The process inevitably involves a call to the bank or the stockbroker for some missing 1099 (which will absolutely show up the day after I get the taxes done.) Today the stockbroker informed me that in order to send me the confidential info via email, they would need to first send me an invite of sorts, to an online site where I must devise a super secret password, then go back, after said password is accepted- just wait- and plug it into the online site that asks for the secret word.
Alrighty then. I found the place for the super secret password construction. I imagined as a 30 year former teacher and a current aspiring writer that I would breeze through that baby, get my info, and move on to the next tax
There were 8 steps to creating a "successful" password. Most were the usual mandates:
- you MUST have at least 8 characters
- you MUST have at least one numeral
- you MUST have at least one lower case letter and one upper case letter.
- You MUST have one non-alphanumeric character.
The teacher in me said: break the word apart and figure it out...alpha sounds like alphabet so maybe it means letters and numeric refers to numbers.
So are they telling me I have to include something that isn't a letter or a number?
What do I have to do, create a cypher or a new language in order to get my financial statement?????
The only thing left on my keyboard beside the TAB, CAPS LOCK, SHIFT, and ENTER buttons were the asterisk, ampersand, parentheses and the like. It seems to me that we're always being reminded to leave out symbols like dashes, dollar signs, and percent signs. Now someone is refusing to give me access to my own account unless I stick in some kind of squiggle?
Well, here's what I think about that ^#&**@# !!!
Of course, it took me 10 minutes of trying a wide variety of passwords until I happened upon the stick-in-a-squiggle idea. Then it only took three minutes to get the actual info I needed, and that included the printing time. Sheesh! Some things just drive me crazy!

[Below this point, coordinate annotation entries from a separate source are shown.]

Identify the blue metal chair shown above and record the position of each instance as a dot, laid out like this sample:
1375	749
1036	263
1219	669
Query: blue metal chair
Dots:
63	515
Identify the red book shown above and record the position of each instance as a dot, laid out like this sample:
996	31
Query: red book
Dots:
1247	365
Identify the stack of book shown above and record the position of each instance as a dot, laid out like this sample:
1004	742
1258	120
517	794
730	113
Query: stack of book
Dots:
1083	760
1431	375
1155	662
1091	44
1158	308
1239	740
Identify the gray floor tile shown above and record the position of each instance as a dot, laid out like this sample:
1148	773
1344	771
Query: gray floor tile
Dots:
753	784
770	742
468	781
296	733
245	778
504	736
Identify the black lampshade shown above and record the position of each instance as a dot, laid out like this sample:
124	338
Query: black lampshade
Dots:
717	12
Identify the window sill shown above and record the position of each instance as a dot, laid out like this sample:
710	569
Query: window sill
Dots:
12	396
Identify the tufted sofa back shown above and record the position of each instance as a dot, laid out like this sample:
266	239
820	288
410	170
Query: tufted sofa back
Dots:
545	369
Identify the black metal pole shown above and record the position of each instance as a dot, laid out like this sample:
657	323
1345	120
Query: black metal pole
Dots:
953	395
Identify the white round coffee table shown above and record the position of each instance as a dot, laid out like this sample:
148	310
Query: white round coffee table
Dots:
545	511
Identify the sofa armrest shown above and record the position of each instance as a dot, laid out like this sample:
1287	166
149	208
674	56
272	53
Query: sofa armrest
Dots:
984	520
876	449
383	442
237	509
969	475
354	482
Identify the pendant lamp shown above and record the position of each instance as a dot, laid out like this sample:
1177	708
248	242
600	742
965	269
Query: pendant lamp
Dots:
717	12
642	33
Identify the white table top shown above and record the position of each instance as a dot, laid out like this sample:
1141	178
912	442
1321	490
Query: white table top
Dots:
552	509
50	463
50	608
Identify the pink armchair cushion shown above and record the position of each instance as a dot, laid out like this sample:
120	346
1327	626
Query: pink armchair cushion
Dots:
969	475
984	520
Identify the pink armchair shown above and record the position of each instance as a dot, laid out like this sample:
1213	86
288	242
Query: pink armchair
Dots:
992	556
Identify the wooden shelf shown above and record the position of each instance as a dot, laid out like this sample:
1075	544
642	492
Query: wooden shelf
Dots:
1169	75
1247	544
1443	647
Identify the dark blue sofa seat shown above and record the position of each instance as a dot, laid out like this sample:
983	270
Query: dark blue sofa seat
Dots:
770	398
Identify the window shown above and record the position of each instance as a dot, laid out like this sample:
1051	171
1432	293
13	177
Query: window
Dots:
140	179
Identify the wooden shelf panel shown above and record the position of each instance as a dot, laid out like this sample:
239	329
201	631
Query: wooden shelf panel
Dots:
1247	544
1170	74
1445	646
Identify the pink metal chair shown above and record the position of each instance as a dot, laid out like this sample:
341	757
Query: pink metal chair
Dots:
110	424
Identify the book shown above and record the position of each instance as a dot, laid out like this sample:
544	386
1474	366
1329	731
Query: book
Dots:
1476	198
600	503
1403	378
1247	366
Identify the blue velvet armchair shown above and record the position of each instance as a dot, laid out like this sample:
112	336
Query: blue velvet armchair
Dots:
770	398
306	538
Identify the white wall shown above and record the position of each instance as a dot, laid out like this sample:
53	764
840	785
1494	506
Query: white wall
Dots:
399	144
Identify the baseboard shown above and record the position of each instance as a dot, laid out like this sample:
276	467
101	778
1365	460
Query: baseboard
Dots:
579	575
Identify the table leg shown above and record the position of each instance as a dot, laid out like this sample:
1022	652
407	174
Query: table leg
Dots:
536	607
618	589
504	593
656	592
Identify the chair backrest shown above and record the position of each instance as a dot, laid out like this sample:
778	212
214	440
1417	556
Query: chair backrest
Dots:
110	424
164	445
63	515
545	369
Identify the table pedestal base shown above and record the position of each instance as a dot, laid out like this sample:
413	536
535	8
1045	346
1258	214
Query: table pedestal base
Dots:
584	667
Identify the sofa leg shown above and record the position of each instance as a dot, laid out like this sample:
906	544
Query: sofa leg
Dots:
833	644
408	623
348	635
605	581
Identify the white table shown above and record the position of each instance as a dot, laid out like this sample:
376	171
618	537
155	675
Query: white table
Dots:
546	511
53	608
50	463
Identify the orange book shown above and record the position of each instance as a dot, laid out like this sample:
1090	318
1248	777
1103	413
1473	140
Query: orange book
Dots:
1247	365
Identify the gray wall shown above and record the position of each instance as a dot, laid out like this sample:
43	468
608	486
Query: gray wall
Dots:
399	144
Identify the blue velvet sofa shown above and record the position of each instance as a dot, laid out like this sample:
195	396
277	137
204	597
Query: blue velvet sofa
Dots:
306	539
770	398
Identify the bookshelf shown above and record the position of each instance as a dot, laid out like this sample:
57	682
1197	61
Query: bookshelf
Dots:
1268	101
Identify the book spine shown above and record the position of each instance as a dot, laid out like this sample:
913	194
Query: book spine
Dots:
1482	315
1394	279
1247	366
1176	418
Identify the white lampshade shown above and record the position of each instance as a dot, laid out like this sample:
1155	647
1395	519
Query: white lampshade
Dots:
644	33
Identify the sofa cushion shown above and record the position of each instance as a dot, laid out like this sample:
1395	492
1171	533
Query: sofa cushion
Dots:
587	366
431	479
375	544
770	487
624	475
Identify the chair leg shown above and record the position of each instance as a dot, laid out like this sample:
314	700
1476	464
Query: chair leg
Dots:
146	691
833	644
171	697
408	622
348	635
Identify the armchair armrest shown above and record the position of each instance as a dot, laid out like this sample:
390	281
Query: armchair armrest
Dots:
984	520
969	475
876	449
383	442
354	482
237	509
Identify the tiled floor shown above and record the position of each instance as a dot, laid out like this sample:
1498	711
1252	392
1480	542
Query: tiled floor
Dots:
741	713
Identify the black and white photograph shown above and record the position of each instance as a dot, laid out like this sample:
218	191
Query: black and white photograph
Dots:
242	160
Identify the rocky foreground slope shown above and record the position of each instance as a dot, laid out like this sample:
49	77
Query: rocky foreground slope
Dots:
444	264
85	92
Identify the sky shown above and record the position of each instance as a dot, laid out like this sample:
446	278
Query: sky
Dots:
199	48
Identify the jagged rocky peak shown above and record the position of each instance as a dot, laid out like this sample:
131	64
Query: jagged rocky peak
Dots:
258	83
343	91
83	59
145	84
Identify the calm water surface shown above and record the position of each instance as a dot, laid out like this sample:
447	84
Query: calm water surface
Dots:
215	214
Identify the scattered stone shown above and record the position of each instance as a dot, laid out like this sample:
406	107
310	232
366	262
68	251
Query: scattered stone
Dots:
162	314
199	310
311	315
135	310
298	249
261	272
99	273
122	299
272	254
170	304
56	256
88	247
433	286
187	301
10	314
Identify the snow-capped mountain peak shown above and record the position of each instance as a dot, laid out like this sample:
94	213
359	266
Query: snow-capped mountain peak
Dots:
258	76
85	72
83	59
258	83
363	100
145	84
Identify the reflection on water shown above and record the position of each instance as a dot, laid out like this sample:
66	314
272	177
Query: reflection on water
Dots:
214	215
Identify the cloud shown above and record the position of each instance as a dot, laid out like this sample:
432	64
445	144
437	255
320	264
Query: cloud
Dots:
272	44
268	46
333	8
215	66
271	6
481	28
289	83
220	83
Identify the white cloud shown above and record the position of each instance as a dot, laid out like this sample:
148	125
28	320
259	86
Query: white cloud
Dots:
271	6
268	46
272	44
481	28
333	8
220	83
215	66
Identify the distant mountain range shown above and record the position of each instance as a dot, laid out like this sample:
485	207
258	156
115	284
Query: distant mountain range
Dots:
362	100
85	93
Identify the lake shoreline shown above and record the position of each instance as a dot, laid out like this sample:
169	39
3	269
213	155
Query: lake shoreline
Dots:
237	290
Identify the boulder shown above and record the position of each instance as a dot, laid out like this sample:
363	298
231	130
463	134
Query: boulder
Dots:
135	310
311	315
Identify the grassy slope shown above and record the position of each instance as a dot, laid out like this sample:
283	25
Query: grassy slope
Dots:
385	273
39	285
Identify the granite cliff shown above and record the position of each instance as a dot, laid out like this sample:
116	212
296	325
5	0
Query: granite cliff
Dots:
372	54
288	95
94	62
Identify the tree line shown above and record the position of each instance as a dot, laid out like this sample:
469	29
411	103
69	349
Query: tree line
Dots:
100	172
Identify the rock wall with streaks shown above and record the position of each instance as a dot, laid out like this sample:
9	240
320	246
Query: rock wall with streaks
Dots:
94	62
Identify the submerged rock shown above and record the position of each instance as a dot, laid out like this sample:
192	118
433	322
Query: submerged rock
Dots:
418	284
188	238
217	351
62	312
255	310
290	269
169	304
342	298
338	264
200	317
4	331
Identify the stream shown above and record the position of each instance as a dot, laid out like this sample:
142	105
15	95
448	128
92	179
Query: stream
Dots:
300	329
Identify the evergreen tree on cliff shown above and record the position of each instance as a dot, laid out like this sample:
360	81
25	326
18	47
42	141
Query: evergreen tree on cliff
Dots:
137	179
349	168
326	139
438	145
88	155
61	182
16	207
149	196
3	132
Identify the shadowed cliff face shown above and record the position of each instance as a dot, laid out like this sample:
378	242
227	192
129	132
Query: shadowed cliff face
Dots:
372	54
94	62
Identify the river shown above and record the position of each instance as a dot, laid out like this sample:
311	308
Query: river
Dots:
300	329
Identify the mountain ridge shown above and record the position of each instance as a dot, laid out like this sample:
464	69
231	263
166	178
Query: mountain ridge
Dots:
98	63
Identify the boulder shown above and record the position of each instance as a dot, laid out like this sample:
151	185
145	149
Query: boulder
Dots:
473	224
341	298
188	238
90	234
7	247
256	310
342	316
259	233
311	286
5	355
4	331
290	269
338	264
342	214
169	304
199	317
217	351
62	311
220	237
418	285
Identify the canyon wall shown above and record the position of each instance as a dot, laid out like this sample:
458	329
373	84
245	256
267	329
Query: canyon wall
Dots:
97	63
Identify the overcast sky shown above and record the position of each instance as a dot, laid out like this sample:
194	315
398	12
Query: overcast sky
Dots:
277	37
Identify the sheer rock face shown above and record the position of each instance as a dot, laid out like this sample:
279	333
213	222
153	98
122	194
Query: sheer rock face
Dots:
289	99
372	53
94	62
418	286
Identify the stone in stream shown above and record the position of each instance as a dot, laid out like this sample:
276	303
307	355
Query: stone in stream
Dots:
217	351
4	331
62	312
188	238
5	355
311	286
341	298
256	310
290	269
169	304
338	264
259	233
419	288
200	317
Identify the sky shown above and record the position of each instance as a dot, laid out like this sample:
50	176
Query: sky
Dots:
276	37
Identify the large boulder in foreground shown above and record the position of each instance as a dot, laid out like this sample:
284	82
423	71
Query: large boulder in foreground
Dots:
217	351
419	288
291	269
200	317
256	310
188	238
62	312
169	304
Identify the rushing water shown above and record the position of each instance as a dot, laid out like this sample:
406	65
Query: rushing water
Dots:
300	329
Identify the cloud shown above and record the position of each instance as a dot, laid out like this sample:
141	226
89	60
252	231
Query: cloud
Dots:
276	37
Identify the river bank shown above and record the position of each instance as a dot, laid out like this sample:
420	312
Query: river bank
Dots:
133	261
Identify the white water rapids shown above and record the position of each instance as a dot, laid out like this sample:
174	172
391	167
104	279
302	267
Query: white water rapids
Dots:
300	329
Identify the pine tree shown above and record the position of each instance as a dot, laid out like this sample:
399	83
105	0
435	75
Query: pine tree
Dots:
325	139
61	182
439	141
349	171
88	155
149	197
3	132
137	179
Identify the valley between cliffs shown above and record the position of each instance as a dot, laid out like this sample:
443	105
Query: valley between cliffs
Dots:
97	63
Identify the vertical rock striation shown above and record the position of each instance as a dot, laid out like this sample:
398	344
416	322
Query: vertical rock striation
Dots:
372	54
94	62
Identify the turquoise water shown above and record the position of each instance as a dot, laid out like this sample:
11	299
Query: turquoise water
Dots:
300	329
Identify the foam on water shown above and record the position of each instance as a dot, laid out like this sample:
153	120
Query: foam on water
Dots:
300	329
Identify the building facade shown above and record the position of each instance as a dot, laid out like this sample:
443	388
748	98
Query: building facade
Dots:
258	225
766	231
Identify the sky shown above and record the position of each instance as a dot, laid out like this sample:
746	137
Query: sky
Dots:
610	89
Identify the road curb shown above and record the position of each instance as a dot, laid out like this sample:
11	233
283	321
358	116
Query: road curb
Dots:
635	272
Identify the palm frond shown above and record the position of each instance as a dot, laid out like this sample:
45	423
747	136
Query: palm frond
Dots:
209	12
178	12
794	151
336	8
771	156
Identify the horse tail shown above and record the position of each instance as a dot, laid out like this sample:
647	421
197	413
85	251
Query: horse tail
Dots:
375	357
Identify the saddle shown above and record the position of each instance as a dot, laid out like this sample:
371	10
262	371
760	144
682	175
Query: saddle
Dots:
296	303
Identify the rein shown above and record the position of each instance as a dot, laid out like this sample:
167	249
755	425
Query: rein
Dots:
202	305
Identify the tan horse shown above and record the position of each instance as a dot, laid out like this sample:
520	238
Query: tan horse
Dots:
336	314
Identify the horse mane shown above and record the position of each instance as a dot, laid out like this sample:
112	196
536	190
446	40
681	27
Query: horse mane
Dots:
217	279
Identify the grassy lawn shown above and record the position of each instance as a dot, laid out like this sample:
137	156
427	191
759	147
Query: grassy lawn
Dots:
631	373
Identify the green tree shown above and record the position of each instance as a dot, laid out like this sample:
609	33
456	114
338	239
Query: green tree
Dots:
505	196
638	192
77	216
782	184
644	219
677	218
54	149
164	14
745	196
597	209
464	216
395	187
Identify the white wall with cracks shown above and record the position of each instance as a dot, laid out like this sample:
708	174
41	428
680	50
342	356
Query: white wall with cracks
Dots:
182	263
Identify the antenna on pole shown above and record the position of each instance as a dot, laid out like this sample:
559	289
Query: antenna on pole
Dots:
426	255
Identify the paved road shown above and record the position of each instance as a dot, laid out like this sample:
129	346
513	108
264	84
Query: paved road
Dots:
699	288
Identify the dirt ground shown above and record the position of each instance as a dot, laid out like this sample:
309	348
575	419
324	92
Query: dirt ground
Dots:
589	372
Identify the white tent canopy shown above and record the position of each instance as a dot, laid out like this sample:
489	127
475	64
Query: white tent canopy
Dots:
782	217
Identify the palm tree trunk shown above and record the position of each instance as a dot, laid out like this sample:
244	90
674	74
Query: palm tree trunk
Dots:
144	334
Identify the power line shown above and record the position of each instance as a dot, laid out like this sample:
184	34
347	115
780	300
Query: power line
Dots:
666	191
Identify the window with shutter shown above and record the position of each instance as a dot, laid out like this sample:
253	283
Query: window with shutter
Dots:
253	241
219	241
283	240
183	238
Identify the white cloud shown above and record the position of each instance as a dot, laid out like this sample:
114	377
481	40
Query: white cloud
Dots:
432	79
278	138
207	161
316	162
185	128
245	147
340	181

There's the PIN for the ATM, and the phone, if you want to protect information and numbers from prying eyes. Then there's the user-name and password to sign in to some email accounts or web sites. And then just when you think you can remember all those- unless you use the same on for everything with is a very big NO-NO we're told, you are treated to secure emails leading to secure sites that need secure super secret passwords that are multi-syllabic, ancient language-based, having no sequential numbers or letters in them and need NON-ALPHANUMERIC CHARACTERS!